In March of 1968, while referring to Dr. King's leaving Memphis, Tenn., after
riots broke out where a teenager was killed, Democrat Sen. Robert Byrd (W.Va.),
a former member of the Ku Klux Klan, called Dr. King a "trouble-maker"
who starts trouble, but runs like a coward after trouble is ignited. A few weeks
later, Dr. King returned to Memphis and was assassinated on April 4, 1968.
Given the circumstances of that era, it is understandable why Dr. King was a
Republican. It was the Republicans who fought to free blacks from slavery and
amended the Constitution to grant blacks freedom (13th Amendment), citizenship
(14th Amendment) and the right to vote (15th Amendment). Republicans passed the
civil rights laws of the 1860s, including the Civil Rights Act of 1866 and the
Reconstruction Act of 1867 that was designed to establish a new government
system in the Democrat-controlled South, one that was fair to blacks.
Republicans also started the NAACP and affirmative action with Republican
President Richard Nixon's 1969 Philadelphia Plan (crafted by black Republican
Art Fletcher) that set the nation's fist goals and timetables. Although
affirmative action now has been turned by the Democrats into an unfair quota
system, affirmative action was begun by Nixon to counter the harm caused to
blacks when Democrat President Woodrow Wilson in 1912 kicked all of the blacks
out of federal government jobs.
Few black Americans know that it was Republicans who founded the Historically
Black Colleges and Universities. Unknown also is the fact that Republican Sen.
Everett Dirksen from Illinois was key to the passage of civil rights legislation
in 1957, 1960, 1964 and 1965. Not mentioned in recent media stories about
extension of the 1965 Voting Rights Act is the fact that Dirksen wrote the
language for the bill. Dirksen also crafted the language for the Civil Rights
Act of 1968 which prohibited discrimination in housing. President Lyndon Johnson
could not have achieved passage of civil rights legislation without the support
of Republicans.
Critics of Republican Sen.

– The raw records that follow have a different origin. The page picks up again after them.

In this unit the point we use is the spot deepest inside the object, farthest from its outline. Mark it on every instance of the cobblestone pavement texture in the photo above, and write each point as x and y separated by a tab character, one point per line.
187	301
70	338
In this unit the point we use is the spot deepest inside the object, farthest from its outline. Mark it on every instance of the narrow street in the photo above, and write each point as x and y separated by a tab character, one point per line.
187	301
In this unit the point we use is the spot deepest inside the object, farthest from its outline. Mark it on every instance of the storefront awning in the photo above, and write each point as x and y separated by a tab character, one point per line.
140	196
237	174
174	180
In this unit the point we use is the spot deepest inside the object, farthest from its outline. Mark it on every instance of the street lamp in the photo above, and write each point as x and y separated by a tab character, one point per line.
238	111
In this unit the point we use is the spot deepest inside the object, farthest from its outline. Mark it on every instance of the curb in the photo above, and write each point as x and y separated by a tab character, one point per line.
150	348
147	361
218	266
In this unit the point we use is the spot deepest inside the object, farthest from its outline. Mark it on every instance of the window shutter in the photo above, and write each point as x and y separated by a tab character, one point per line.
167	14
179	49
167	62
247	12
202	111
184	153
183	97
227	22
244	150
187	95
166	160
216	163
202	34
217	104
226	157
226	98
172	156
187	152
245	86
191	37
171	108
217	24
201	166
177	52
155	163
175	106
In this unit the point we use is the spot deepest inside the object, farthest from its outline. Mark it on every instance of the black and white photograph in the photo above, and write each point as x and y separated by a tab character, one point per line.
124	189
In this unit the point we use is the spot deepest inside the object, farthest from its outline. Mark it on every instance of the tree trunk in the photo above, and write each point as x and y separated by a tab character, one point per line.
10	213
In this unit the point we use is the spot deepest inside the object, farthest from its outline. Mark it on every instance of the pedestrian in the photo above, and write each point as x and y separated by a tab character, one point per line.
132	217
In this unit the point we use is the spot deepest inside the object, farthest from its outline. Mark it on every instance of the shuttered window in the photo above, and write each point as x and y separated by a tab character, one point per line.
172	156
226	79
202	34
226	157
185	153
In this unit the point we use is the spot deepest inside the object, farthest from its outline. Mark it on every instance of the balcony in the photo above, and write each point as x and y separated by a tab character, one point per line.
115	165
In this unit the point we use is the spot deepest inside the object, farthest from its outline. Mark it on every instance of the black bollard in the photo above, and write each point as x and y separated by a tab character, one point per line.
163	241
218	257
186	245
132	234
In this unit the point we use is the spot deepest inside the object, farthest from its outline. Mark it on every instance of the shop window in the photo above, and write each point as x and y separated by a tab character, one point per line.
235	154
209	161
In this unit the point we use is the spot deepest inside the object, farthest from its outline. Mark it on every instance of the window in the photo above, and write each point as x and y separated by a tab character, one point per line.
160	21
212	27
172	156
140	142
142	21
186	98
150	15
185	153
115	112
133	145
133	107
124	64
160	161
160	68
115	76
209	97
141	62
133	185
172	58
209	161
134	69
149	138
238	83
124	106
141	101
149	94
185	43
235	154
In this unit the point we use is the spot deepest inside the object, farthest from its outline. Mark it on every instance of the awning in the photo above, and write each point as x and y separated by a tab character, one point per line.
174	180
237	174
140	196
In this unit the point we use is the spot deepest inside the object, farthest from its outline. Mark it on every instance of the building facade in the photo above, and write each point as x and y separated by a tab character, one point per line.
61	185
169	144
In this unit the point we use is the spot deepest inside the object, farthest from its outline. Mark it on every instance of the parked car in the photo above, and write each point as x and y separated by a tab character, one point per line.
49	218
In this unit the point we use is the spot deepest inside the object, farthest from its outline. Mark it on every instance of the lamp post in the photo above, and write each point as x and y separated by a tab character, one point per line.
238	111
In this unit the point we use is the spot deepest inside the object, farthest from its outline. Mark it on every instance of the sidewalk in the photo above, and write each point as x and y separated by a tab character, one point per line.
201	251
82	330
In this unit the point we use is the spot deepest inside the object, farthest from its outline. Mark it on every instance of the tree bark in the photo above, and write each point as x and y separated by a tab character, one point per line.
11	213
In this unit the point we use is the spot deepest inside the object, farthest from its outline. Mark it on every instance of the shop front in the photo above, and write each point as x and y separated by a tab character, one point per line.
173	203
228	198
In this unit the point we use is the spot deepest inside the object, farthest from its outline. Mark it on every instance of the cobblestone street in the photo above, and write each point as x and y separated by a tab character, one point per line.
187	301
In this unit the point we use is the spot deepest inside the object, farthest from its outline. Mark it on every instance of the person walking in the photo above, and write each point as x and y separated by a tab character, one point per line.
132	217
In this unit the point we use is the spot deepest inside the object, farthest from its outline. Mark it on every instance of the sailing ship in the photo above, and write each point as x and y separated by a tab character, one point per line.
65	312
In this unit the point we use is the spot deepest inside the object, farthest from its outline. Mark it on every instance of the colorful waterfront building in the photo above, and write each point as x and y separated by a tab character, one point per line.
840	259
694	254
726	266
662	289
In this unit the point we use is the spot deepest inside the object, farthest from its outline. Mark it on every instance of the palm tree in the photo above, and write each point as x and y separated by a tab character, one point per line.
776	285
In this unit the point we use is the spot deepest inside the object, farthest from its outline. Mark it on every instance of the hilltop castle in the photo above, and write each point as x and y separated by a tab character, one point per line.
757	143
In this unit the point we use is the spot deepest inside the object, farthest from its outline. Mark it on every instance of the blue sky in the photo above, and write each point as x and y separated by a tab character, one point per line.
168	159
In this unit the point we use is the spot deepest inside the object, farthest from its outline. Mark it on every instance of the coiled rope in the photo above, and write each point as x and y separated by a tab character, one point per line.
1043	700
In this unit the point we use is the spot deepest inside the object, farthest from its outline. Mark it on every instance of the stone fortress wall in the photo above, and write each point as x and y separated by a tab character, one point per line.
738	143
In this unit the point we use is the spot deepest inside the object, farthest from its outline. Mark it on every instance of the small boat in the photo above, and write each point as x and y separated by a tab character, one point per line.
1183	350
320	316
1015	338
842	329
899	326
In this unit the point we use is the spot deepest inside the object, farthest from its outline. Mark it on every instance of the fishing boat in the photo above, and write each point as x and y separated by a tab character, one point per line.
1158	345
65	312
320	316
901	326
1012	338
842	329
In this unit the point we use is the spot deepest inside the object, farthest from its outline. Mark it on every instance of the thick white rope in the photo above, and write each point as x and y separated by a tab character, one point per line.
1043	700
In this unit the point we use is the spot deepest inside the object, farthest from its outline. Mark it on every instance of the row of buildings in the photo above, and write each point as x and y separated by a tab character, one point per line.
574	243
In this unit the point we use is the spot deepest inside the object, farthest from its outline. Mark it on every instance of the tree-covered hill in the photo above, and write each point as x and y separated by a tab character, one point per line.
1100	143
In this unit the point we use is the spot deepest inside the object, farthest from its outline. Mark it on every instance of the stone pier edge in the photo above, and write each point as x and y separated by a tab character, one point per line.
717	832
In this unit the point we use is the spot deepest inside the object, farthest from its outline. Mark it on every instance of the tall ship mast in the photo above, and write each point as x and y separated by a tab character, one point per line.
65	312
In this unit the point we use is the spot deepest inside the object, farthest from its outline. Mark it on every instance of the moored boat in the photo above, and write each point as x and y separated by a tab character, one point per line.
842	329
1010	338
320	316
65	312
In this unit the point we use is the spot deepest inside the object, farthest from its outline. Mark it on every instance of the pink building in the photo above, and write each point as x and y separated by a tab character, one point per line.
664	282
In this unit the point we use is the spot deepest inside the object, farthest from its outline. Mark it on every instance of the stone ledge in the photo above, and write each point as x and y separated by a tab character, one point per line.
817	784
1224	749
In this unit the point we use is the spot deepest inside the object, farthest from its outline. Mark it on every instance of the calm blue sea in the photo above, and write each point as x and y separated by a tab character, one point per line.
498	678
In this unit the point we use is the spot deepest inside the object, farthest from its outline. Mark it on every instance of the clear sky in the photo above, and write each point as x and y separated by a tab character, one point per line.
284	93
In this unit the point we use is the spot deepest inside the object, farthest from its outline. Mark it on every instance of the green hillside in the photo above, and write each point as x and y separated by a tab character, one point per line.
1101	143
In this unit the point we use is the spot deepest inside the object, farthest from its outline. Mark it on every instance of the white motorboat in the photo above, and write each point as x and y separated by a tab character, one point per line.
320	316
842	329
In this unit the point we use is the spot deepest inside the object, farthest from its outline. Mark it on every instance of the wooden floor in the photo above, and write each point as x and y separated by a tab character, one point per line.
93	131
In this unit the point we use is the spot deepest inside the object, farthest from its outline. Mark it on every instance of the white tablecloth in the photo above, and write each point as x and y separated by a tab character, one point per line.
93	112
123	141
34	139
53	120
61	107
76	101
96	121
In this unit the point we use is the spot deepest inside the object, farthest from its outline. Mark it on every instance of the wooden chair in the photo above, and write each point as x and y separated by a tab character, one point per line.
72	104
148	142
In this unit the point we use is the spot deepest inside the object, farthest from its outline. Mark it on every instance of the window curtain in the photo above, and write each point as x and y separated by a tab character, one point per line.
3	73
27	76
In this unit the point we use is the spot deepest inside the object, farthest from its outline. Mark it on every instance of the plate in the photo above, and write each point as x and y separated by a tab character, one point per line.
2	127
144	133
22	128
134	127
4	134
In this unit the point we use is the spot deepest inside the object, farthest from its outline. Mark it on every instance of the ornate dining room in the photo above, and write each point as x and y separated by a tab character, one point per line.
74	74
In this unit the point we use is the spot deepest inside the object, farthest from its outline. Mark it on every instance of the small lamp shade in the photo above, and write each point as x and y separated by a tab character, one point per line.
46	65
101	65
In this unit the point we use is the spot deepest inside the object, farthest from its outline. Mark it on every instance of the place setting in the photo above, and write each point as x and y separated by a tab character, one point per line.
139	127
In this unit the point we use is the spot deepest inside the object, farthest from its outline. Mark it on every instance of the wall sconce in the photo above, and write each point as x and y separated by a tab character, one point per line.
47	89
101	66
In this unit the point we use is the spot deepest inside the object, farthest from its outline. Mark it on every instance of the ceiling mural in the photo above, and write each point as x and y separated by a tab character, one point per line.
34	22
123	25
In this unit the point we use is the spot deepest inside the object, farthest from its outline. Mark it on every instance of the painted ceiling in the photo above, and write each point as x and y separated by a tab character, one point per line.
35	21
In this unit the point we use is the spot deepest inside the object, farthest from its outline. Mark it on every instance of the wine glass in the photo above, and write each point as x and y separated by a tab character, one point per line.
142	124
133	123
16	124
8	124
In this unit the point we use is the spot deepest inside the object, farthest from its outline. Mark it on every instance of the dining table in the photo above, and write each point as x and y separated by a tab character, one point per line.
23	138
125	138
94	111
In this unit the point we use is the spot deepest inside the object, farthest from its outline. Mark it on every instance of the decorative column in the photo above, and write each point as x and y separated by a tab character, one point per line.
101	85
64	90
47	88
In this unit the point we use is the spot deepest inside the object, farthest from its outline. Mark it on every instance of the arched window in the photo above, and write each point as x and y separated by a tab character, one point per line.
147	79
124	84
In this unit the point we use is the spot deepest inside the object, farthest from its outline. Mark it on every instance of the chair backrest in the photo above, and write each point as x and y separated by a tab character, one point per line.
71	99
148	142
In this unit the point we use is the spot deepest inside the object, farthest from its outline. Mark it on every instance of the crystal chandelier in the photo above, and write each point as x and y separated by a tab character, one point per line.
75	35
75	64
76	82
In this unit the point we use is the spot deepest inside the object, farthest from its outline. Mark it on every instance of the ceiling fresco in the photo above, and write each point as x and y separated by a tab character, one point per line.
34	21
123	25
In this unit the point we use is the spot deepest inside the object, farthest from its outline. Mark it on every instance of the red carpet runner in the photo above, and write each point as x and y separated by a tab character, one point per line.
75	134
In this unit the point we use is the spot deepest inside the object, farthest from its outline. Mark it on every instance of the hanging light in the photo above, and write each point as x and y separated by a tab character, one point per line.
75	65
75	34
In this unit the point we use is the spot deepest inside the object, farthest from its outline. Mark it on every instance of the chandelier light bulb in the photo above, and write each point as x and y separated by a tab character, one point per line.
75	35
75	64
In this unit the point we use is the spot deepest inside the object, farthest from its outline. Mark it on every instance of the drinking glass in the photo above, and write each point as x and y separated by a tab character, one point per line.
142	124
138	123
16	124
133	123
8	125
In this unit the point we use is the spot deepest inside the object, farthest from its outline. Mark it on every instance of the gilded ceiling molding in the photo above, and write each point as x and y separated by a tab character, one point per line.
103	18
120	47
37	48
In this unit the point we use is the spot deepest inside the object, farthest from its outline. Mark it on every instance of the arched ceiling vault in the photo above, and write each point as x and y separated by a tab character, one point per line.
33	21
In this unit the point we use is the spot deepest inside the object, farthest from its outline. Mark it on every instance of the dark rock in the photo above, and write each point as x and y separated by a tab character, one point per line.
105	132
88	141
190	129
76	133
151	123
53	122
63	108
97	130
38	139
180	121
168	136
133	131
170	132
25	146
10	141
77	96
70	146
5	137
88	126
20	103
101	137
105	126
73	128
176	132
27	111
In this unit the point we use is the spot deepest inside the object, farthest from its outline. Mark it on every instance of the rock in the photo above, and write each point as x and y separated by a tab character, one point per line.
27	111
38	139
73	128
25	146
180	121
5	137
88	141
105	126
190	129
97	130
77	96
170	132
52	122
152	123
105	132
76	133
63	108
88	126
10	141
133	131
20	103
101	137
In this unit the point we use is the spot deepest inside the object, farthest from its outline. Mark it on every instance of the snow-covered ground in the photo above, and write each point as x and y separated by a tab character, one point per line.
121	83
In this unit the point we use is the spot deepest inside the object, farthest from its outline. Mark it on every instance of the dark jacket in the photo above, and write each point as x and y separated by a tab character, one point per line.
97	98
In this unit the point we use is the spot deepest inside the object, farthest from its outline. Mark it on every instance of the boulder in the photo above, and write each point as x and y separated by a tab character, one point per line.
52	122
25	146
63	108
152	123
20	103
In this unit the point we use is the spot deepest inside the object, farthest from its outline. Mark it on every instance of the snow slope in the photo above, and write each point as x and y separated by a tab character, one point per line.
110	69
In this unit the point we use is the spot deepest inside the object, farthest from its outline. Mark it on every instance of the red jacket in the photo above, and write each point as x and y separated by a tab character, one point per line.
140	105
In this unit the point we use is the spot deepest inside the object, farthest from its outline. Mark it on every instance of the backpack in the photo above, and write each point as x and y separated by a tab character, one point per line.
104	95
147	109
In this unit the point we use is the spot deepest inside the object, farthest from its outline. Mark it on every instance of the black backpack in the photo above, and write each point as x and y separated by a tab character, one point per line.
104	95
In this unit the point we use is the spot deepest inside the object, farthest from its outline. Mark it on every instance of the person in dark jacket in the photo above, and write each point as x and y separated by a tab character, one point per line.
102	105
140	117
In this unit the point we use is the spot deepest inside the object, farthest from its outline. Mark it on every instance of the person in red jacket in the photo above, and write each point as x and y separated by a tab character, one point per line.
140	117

Barry Goldwater, who ran for President against
Johnson in 1964, ignore the fact that Goldwater wanted to force the Democrats in
the South to stop passing discriminatory laws and thus end the need to
continuously enact federal civil rights legislation.
Those who wrongly criticize Goldwater also ignore the fact that Johnson, in his
4,500 State of the Union Address delivered on Jan. 4, 1965, mentioned scores of
topics for federal action, but only 35 words were devoted to civil rights. He
did not mention one word about voting rights. Then in 1967, showing his anger
with Dr. King's protest against the Vietnam War, Johnson referred to Dr. King as
"that Nigger preacher."
Contrary to the false assertions by Democrats, the racist "Dixiecrats"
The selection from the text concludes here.